- Bhimarayanagudi Location in Karnataka, India
- Coordinates: 16°43′42″N 76°47′53″E﻿ / ﻿16.72833°N 76.79806°E
- Country: India
- State: Karnataka
- Division: Gulbarga
- District: Yadgir
- Taluka: Shahapur

Government
- • Body: Gram panchayat

Population (2001)
- • Total: 4,791

Languages
- • Official: Kannada
- Time zone: UTC+5:30 (IST)
- ISO 3166 code: IN-KA
- Vehicle registration: KA
- Website: karnataka.gov.in

= Bhimarayanagudi =

Bhimarayanagudi is a town administered by a notified area committee in Shahpur Taluk of Yadgir district, in the state of Karnataka, India. It is approximately 4 km by road north of Shahpur town. It is also referred to as B.Gudi and Bhimarayanagudi camp.

B.Gudi got its name from the temple ("Gudi" in the Kannada language) of deity Hanuman; in the local language, Hanuman is called Bheemaraya. Hence, the camp has the name Bhimrayanagudi.

==Demographics==
As of 2001 the India census records, Bhimarayanagudi had a population of 4,791. Males constituted 51% of the population and females 49%. Bhimarayanagudi had an average literacy rate of 74%, higher than the national average of 59.5%; with male literacy of 82% and female literacy of 65%. 12% of the population was under 6 years of age.

==Education==

- Schools
The camp has a primary school and a high school run by the Karnataka government.
It also has an English medium school called Krishna English Medium School run by VHP.

- Colleges
The camp has a PU College run by the Karnataka government plus a further PU College by English Medium School.

A Jawahar Navodaya Vidyalaya (JNV) school was situated in the camp area, but it has since been moved to Hothpet village some distance from the camp.

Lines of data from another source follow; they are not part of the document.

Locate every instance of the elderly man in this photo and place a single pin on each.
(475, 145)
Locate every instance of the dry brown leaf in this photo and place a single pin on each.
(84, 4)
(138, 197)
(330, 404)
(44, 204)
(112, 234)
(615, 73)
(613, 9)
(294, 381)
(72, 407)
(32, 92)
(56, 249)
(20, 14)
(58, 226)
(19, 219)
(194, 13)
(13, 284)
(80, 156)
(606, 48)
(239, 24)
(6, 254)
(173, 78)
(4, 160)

College of Agriculture at Bheemarayanagudi started during 2001 under University of Agricultural Sciences, Dharwad. After the formation of University of Agricultural Sciences, Raichur (an exclusive Agricultural University for Kalayan-Karnataka Region with headquarter at Raichur), College of Agriculture, Bheemarayanagudi is a component college. B.Sc. (Agri.) Hons. degree and Diploma in Agriculture are offered. Agricultural Research Station is also attached and cater the needs of farming community through seed production, integrated nutrient management, integrated farming systems, organic farming, fish, goat and animal husbandry.